La fuga térmica es una condición peligrosa que ocurre cuando las temperaturas en la celda de la batería aumentan incontrolablemente, lo que puede causar un incendio o incluso una explosión.
Analicemos cómo puede suceder eso. El proceso comienza a una temperatura aparentemente baja de 80 °C, donde la capa protectora del ánodo (la interfaz de electrolito sólido, o SEI) comienza a descomponerse en una reacción que libera calor, desencadenando la siguiente reacción en cadena:
- A medida que las temperaturas suben entre 100 °C y 120 °C, el electrolito comienza a descomponerse, liberando varios gases que pueden contribuir a una explosión inminente, como CO, CO2, CH4, C2H4, H2
- La situación se vuelve aún más crítica entre 120 °C y 130 °C, cuando el componente del separador se derrite, lo que provoca un cortocircuito interno que acelera aún más la generación de calor.
- En el momento en que las temperaturas alcanzan los 150 °C, el cátodo reacciona con el electrolito, generando oxígeno y llevando a la célula hacia una falla completa.

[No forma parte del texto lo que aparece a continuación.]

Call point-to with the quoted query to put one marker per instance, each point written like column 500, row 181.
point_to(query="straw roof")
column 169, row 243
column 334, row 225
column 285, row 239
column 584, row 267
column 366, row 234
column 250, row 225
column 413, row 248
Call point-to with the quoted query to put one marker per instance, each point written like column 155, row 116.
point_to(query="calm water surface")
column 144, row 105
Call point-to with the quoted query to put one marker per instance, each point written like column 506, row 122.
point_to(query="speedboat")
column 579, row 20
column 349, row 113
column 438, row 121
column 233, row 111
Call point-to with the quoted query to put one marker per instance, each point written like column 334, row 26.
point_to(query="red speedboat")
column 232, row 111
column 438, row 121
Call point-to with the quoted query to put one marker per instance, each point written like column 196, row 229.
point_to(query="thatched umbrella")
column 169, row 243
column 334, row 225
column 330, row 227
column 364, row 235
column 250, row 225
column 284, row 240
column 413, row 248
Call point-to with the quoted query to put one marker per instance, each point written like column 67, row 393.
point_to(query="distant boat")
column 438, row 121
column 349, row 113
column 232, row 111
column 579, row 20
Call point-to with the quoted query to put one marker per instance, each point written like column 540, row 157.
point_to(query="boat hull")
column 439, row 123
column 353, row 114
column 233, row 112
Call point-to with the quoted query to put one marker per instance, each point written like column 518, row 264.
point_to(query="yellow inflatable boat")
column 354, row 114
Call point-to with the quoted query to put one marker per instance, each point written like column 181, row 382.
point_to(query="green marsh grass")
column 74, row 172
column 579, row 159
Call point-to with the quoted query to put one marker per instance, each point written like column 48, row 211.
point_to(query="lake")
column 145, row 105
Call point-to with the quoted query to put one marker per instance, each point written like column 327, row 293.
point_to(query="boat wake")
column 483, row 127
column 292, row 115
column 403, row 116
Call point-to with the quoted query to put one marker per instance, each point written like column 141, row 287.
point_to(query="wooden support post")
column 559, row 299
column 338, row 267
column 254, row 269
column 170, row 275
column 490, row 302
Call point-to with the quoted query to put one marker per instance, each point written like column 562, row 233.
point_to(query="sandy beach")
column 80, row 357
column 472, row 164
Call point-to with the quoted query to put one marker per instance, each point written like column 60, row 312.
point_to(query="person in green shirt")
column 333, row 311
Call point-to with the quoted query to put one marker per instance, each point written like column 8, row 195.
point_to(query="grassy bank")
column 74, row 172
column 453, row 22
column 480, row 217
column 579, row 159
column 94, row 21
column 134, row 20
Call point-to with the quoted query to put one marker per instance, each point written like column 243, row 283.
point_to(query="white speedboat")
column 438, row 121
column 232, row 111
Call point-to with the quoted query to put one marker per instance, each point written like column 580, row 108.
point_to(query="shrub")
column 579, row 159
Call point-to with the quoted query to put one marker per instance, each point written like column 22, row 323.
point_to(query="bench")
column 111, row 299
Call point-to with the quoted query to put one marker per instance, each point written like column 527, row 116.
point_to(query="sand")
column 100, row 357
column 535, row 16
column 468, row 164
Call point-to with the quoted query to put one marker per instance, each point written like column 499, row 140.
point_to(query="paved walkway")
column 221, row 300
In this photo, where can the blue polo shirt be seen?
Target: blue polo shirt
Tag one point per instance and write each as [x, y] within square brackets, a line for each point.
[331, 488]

- Si no se controla y las temperaturas superan los 180 °C, la reacción se vuelve autosostenible. El oxígeno resultante alimenta aún más el proceso de descomposición, creando un peligroso escenario de fuga en el que las temperaturas aumentan rápidamente y pueden provocar un incendio o una explosión en la batería.
Como puede ver, incluso pequeños rastros de agua pueden provocar una situación desastrosa y peligrosa, provocando la necesidad de una inspección meticulosa. Ingrese a la valoración de Karl Fischer, nuestra ayuda confiable para medir y controlar con precisión el contenido de agua en materiales de iones de litio, lo que garantiza que la humedad llegue al mínimo a la celda final.